Success in the Theatre 101

Anal rape.                                                             

Do I now have your attention?

My loyal reader may remember the discouraging advice I received from my agent a few months back, regarding play scripts: no money to be made, and the only plays  people are interested in are those that address difficult contemporary themes. Reading reviews of the National Theatre’s current production of Cleansed I now absolutely see her point. Totes.

Cleansed was written and first produced in the Eighties so it has a long history of audiences walking out or, if their legs won’t carry them to the bar, fainting in their seats. Now, long after its author Sarah Kane committed suicide, it has been resuscitated by the National. The production has been praised as ‘unflinching’. Also as ‘remarkable’  –  one of those words like ‘interesting’ which one can safely use when one might otherwise be dumbstruck by the sheer awfulness of someone’s artistic creation. One critic (I think for Time Out) described it as ‘savagely beautiful’.  So you probably wouldn’t want a blind date with him.

There is a valuable lesson for me here.  My play omitted even a hint of genital mutilation. No-one got electrocuted or raped, anally or elsewhere. My very few wardrobe notes didn’t call for balaklavas, nor did my general remarks advise having St John’s Ambulance cadets on standby to deal with shocked and nauseated punters. In brief, I was still living in a daydream world where people go to the theatre for a good chuckle or a weep. What a fule!

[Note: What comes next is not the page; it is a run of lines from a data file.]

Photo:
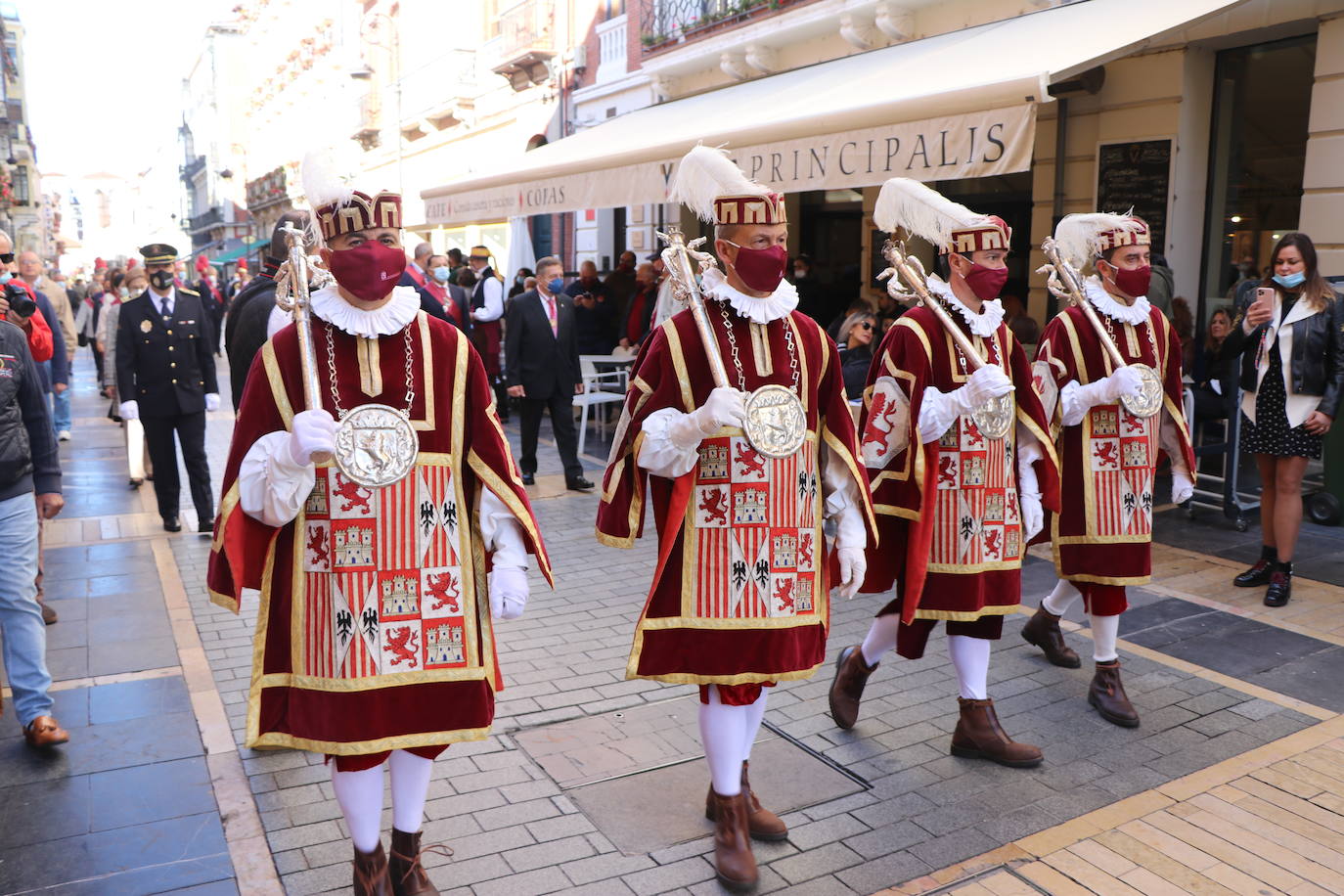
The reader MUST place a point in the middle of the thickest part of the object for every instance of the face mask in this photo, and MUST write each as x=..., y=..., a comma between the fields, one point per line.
x=1133, y=283
x=761, y=269
x=985, y=283
x=369, y=272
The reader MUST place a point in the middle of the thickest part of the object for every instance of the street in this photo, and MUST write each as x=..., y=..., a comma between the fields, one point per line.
x=590, y=782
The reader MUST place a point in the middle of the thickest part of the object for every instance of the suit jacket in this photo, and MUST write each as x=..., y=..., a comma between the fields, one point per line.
x=541, y=362
x=167, y=367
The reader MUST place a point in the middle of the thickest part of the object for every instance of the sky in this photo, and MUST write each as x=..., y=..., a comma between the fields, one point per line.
x=104, y=81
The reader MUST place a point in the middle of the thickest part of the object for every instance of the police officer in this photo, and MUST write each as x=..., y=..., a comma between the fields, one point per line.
x=165, y=368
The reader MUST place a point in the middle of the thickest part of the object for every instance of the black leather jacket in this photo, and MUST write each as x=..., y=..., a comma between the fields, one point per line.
x=1318, y=363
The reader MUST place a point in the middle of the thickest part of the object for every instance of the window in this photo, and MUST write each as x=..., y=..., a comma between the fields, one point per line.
x=1262, y=97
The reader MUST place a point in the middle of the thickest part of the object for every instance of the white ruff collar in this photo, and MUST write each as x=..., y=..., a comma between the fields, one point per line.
x=762, y=310
x=984, y=324
x=390, y=319
x=1106, y=304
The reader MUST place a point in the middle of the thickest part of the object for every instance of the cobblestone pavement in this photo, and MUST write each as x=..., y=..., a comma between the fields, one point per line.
x=918, y=819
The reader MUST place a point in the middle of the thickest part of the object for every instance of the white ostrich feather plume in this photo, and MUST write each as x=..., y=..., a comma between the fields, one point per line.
x=920, y=211
x=1075, y=236
x=328, y=175
x=703, y=175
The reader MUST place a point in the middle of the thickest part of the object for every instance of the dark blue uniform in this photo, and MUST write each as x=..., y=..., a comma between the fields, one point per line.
x=167, y=366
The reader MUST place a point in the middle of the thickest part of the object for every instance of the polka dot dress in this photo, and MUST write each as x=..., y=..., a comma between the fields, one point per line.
x=1272, y=434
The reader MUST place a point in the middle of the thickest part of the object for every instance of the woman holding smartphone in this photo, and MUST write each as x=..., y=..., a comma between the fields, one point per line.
x=1289, y=336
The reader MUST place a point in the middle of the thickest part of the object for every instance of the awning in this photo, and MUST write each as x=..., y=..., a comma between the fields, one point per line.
x=956, y=105
x=238, y=252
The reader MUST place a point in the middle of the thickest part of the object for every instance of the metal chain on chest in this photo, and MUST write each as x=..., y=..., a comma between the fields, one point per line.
x=737, y=357
x=331, y=374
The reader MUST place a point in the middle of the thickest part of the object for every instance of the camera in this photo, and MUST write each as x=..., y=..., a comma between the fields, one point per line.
x=19, y=301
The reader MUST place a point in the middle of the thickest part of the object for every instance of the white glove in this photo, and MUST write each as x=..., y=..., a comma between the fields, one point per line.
x=852, y=568
x=1182, y=486
x=987, y=383
x=509, y=591
x=312, y=432
x=725, y=406
x=1032, y=515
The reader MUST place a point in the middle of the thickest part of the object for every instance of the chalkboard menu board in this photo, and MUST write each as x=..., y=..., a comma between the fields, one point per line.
x=1138, y=175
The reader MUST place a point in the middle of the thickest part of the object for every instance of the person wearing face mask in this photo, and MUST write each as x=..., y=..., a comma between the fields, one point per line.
x=392, y=655
x=1102, y=535
x=951, y=544
x=165, y=378
x=1289, y=335
x=680, y=458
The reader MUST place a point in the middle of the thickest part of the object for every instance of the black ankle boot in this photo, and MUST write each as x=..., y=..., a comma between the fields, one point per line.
x=1279, y=587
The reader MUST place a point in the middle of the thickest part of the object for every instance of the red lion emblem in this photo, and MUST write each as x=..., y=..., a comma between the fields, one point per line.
x=349, y=493
x=444, y=591
x=750, y=461
x=805, y=550
x=402, y=647
x=317, y=544
x=1106, y=454
x=715, y=506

By now I must surely have whetted your appetite to go see Cleansed.  Well hurry, hurry, hurry, because it’s already sold out for March. A good stalls seat will cost you 40 quid but you might have just as much fun for less outlay sitting in the Understudy Bar waiting for the casualties to crawl in. I can just hear it now.

I’ll have a double brandy. And the next time I say I fancy seeing Guys and Dolls, we’ll go and see Guys and Dolls.


  1. Elizabeth Dunn on March 30, 2016 at 4:26 pm

    Well, of COURSE. Genital mutilation. Why didn’t I think of that?